Prized for their ornate shells, the reptiles were likely meant for the poaching or illegal pet trade. It is estimated that radiated tortoise populations in the wild have declined more than 80 percent in the last 30 years. At that rate, they could be functionally extinct in the wild in less than two decades.
While in Madagascar, Dr. Matt O’Connor’s days are currently consumed with assisting the Turtle Survival Alliance examining individual tortoises to look for signs of dehydration, malnourishment or illness. Many of the animals are thin and lethargic, due to the desperate conditions in which they were held. Some have eye issues, while the sickest have oral plaques – painful lesions – on their tongues and in their mouths.

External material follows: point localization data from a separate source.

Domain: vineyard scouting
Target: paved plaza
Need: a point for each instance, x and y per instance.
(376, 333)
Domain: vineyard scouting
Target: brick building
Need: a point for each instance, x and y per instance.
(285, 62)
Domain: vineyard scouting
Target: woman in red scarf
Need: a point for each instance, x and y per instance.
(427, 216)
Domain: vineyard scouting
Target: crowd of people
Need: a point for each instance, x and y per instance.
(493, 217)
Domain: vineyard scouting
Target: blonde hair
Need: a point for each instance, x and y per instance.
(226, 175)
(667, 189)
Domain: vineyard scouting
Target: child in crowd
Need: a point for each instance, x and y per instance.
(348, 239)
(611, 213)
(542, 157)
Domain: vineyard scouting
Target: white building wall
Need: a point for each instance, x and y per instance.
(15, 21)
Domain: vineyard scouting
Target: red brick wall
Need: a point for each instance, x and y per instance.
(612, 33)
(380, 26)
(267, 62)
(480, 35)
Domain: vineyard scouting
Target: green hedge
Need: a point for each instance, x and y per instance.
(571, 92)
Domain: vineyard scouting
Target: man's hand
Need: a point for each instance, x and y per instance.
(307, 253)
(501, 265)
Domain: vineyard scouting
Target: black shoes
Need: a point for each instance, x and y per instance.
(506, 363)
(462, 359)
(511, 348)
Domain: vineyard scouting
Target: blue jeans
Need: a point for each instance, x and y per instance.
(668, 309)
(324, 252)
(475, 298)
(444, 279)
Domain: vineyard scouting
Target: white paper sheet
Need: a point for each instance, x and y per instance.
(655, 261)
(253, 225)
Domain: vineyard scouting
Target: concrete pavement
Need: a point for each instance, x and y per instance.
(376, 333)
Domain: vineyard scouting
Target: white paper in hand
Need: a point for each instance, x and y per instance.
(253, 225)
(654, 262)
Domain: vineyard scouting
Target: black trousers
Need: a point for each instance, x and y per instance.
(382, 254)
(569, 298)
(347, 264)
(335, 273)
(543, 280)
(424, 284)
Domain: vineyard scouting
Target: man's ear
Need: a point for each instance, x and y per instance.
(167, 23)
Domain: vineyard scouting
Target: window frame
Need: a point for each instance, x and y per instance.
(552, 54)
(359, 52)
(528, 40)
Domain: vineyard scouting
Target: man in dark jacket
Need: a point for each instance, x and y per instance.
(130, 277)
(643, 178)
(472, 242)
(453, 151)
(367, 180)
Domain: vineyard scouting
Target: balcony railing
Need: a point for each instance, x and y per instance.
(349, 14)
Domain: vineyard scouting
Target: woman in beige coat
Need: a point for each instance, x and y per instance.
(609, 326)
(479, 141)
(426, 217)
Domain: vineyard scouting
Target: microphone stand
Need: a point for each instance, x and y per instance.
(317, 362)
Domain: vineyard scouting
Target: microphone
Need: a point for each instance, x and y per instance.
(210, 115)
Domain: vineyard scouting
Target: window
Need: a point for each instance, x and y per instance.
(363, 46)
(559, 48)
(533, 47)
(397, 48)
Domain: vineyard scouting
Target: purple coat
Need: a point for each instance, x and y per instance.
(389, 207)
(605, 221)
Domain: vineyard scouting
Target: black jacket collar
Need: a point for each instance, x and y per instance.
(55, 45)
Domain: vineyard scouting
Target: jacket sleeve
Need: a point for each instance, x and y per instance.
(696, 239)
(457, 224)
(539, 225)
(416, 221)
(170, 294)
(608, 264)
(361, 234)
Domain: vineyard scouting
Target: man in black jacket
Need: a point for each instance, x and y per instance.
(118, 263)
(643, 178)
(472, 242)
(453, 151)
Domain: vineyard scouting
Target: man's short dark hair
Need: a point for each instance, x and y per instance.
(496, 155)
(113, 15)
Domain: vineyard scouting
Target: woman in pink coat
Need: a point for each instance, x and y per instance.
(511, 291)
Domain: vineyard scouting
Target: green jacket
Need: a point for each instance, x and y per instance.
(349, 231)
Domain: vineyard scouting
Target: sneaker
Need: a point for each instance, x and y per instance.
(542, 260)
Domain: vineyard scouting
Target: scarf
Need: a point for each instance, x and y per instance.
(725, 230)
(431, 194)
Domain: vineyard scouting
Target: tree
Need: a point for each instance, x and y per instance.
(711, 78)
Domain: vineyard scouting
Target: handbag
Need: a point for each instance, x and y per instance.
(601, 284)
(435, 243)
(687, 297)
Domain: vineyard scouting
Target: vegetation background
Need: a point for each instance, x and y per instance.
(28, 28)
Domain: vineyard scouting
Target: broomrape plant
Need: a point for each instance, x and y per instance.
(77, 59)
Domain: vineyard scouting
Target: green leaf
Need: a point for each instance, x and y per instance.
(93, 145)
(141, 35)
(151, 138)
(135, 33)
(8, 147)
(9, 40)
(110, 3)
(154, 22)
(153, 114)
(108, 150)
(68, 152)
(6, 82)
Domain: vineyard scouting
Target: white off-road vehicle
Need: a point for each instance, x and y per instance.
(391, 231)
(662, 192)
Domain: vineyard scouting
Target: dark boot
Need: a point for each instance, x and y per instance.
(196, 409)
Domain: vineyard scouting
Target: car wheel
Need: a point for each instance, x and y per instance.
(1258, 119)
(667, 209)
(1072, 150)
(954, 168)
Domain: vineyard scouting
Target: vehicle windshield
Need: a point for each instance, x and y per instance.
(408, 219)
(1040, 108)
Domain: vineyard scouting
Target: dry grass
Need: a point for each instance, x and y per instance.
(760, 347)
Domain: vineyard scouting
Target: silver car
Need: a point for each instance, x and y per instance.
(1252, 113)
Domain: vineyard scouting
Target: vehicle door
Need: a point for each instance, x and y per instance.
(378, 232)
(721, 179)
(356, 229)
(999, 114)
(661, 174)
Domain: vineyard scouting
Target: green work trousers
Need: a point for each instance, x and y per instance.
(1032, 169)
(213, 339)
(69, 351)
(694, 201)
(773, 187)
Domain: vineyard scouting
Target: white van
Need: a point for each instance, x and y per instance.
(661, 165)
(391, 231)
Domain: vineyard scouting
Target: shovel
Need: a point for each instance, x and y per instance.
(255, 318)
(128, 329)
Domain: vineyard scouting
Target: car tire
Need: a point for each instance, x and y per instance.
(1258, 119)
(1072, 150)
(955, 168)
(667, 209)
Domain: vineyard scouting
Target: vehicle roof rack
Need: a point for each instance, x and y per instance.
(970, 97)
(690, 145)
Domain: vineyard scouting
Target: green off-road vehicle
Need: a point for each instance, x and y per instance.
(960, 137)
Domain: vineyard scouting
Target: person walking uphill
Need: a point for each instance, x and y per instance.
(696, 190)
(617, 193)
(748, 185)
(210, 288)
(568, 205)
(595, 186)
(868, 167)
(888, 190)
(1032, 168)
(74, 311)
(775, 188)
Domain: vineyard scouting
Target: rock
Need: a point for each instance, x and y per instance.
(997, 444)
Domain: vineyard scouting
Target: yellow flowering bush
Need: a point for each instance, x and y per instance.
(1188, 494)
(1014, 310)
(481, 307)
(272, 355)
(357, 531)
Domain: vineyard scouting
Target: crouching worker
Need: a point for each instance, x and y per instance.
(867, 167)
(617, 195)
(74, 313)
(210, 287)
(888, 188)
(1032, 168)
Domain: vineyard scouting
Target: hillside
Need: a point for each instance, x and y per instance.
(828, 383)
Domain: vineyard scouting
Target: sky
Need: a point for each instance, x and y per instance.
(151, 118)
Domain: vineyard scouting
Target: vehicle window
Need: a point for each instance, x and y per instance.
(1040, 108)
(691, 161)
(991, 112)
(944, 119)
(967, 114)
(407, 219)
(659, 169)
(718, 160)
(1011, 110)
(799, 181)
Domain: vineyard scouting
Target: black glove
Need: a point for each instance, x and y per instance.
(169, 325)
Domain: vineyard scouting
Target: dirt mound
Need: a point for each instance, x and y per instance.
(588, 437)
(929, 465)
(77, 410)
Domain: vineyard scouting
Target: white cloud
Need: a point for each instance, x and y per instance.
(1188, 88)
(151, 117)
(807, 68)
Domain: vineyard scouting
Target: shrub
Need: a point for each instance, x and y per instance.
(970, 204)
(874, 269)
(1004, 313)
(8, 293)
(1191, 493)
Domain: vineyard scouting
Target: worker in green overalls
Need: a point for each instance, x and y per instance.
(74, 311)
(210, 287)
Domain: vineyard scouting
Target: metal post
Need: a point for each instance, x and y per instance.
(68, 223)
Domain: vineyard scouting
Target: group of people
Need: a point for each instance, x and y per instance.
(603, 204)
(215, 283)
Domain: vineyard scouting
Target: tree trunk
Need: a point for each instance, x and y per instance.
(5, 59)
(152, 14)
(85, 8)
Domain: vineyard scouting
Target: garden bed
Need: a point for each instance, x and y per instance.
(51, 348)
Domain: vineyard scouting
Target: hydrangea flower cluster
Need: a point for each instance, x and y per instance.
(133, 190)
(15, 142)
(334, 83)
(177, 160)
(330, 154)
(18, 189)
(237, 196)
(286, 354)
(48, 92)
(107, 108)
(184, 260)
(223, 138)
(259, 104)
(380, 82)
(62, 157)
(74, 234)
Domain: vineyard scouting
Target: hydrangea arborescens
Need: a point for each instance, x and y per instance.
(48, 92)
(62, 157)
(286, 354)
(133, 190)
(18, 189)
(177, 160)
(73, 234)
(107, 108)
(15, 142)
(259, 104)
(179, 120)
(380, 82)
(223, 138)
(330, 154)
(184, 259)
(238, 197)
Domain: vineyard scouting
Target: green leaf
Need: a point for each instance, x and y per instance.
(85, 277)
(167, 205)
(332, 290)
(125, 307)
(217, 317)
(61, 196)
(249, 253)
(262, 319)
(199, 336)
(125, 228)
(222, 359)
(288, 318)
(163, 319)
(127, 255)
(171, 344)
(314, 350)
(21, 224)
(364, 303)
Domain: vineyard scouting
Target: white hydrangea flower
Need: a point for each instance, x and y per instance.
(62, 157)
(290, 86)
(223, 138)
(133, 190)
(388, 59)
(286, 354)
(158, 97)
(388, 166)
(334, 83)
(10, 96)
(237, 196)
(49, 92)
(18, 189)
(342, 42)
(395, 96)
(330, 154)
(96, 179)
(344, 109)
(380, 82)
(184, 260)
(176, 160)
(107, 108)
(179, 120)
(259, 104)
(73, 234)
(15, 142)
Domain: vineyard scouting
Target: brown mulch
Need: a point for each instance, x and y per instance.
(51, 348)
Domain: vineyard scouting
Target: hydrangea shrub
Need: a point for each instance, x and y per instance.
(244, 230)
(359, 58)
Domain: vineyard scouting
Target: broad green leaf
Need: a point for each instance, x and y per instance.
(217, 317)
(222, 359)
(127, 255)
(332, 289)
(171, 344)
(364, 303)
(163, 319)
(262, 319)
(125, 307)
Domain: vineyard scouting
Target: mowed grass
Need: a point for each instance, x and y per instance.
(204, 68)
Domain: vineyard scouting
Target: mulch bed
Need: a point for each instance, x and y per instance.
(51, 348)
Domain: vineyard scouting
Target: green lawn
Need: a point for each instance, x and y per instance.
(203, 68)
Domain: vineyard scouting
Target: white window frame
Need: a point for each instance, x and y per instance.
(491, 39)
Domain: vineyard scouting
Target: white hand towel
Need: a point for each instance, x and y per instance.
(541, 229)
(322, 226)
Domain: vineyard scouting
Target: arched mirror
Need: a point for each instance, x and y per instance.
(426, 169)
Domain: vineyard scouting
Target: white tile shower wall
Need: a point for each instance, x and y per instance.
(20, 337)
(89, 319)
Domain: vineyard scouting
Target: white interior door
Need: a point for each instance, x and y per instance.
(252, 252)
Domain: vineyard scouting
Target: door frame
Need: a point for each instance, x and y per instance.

Despite this, Dr. O’Connor shared that the mortality rate is remaining fairly low for the time being. He will remain on-site for two weeks working to nurse the tortoises back to health and provide his expertise wherever possible. For now, due to fear of continued poaching, the future of where the recovered tortoises will go is unknown. That decision will be made by the government of Madagascar.
Shedd is still considering its capability to send additional staff and supplies to further assist the triage effort, which could take months or longer.